U.S. soldier in Afghanistan gets $16,000 AT&T bill - Mithrandir
http://news.cnet.com/8301-17852_3-20026118-71.html

======
rianjs
This happened to me when I went to Europe in 2005. I called AT&T and inquired
about and then added their international thing (I think it was $10/mo at that
time), and no one told me that calls would be billed at exorbitant rates. I
forget the charge per minute, but $5 seems a little high, but not by that
much. Why did they neglect to mention this? I have no idea.
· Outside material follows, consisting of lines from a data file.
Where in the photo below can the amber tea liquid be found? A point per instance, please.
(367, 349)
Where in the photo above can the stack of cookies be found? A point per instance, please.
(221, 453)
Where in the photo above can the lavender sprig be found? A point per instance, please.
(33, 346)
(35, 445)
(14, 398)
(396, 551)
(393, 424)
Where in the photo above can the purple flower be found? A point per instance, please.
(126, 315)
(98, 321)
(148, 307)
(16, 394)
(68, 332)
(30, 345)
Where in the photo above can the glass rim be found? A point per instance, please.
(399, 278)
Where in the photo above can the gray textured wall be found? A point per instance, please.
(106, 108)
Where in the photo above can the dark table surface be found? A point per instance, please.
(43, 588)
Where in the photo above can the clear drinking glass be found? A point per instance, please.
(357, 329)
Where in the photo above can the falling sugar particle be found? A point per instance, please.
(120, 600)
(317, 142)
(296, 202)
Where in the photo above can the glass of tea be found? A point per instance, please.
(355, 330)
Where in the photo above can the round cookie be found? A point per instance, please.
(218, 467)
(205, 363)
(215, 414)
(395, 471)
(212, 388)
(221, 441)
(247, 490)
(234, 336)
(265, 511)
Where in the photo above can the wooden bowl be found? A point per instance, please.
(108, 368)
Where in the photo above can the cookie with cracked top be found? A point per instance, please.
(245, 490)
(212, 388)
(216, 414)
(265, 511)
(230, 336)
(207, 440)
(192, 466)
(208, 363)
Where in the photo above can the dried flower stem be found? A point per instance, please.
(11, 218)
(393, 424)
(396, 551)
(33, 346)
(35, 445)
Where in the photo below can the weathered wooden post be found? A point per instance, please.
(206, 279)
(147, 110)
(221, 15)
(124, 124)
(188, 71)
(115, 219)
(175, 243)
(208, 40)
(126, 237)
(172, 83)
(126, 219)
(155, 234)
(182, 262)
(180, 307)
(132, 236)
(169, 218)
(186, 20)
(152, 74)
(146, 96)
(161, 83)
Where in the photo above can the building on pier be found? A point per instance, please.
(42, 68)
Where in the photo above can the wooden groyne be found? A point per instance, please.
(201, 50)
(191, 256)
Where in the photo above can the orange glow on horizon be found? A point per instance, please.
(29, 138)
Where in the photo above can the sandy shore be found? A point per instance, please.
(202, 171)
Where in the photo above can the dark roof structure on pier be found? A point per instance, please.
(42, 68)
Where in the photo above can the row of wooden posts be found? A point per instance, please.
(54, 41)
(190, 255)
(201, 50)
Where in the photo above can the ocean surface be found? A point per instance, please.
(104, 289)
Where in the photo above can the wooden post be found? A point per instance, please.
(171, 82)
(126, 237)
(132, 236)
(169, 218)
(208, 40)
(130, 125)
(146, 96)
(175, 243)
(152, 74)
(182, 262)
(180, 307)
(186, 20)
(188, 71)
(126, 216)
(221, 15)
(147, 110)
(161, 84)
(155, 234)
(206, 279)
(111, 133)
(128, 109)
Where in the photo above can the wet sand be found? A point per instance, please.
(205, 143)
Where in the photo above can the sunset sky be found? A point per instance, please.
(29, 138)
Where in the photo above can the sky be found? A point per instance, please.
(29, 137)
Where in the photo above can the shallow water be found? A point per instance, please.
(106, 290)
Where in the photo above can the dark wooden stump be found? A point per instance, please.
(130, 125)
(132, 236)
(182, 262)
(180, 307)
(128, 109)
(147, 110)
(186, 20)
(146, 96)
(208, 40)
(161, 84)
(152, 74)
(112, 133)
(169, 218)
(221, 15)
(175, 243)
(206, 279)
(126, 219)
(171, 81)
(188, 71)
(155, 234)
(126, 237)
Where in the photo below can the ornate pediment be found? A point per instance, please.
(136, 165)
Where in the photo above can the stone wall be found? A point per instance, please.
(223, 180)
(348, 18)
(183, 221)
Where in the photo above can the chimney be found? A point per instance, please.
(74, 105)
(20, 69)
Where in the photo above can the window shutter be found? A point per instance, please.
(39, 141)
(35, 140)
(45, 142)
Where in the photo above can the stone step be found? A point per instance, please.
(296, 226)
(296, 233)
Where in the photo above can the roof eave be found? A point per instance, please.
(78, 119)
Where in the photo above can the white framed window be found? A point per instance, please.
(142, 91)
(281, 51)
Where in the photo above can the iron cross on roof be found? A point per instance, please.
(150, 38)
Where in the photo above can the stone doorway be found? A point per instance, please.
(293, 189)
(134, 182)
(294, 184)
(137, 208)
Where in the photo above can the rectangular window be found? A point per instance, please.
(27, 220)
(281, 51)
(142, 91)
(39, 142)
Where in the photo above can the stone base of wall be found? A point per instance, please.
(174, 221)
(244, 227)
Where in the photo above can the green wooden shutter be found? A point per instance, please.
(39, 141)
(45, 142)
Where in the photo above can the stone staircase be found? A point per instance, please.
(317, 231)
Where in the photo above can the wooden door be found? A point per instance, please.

I didn't make many calls while I was there, but still had a $500 phone bill.
AT&T split the difference with me, but it was an infuriating experience, and
I'll never go back to AT&T as a result.

------
retube
I have little doubt that AT&T failed to mention that calls would cost $5/min.
Anecdotally, I have an english friend who moved to California for 2 years a
little while back. He was sold a UK-calling plan at some dollars / month (much
more than 5, enough for him to assume it was all inclusive). Anyways, 3 months
later he gets a multi-thousand dollar bill for call charges to the UK. Ended
up having to pay it, although he was never told of the additional per minute
billing.

------
notahacker
You'd think that someone within the company's customer support would be
allowed to show a little initiative and realise that not writing off
extortionate bills for soldiers in Iraq just _might_ be bad publicity...